How can the value of a patent be quantified? Josh Lemaitre explores how Thomson Reuters Labs approached this problem by applying machine learning to the patent corpus in an effort to predict those most likely to be enforced via litigation. Josh covers infrastructure, methods, challenges, and opportunities for future research.
Visa, the world’s largest electronic payments network, is transforming the way it manages data: database appliances are giving way to Hadoop and HBase; proprietary ETL technologies are being replaced by Spark; and enterprise warehouse data models will be complemented by flexible data schemas. Nandu Jayakumar explores the adoption of big data practices at a conservative, financial enterprise.
Anand Sanwal explores the trends, technologies, and business models that will disrupt financial services.
The release of Hadoop fundamentally changed the ability of financial enterprises to address velocity, variety, and volume in data. Ten years later, Juan Huerta describes the most significant data-oriented technical challenges the industry currently faces and the promising confluence of technologies and modeling paradigms that will drive the evolution of data technologies during the next decade.
Susan Woodward discusses venture outcomes—what fraction make lots of money, which just barely return capital, and which fraction fail completely.

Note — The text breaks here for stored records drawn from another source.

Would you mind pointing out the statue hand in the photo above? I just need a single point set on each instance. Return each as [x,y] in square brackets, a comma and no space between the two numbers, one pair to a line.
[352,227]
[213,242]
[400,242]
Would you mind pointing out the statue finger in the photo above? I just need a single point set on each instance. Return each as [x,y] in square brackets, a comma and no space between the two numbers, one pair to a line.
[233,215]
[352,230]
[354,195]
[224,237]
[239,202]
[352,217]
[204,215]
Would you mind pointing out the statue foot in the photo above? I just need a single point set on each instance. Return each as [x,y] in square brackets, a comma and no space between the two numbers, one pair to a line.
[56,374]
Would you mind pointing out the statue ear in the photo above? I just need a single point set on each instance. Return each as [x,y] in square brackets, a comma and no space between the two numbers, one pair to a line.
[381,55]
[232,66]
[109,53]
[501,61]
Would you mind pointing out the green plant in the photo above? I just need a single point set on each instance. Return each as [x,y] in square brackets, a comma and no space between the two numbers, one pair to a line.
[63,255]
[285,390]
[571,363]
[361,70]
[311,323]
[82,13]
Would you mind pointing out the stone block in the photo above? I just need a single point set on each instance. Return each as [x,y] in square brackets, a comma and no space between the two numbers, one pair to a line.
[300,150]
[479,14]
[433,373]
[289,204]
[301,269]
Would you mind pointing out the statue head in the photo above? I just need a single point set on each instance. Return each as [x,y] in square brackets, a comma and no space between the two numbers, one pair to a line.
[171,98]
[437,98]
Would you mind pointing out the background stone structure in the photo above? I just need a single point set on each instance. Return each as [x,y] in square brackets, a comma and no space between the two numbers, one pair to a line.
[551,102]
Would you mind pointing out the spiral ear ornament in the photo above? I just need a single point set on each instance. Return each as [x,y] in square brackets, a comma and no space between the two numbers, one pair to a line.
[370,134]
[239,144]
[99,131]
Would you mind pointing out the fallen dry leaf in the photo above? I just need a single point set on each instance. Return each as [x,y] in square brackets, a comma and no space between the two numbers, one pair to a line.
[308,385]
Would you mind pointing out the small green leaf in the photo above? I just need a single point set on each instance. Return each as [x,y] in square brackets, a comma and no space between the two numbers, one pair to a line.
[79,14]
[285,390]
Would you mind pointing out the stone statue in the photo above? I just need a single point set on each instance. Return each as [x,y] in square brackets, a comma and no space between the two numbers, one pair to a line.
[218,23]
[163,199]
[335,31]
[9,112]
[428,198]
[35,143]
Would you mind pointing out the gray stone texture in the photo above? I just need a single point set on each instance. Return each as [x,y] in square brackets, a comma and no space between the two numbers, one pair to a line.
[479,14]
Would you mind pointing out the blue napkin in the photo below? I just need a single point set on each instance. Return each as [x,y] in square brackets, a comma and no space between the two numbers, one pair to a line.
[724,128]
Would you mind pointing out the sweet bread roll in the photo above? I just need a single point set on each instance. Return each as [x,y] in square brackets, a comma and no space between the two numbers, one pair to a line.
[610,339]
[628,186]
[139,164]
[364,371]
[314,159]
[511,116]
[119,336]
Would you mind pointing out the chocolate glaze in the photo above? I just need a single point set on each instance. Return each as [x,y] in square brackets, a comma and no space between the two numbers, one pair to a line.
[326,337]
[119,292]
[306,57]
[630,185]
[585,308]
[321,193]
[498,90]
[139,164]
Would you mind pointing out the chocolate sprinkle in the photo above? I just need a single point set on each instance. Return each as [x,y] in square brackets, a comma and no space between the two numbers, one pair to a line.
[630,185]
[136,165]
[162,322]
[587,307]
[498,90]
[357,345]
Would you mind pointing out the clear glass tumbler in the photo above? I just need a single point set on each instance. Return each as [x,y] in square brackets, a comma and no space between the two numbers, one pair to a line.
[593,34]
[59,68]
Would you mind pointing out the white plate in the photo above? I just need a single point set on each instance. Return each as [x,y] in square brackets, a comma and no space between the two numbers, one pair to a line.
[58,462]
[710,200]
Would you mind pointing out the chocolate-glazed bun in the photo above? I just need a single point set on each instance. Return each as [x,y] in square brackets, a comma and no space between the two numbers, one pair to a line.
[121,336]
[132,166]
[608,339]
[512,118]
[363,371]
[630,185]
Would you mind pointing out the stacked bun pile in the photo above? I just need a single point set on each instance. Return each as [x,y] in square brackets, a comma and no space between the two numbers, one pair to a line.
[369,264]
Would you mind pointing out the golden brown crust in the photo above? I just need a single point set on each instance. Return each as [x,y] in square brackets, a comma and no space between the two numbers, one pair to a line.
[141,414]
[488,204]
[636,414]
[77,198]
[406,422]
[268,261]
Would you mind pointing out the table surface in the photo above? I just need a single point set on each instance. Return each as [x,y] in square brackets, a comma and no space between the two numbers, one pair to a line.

Susan uses updated figures on the fraction of entrepreneurs who succeed, including some interesting details on female founders of venture companies.
Zillow pioneered providing access to unprecedented information about the housing market. Long gone are the days when you needed an agent to get comparables and prior sale and listing data. And with more data, data science has enabled more use cases. Jasjeet Thind explains how Zillow uses Spark and machine learning to transform real estate.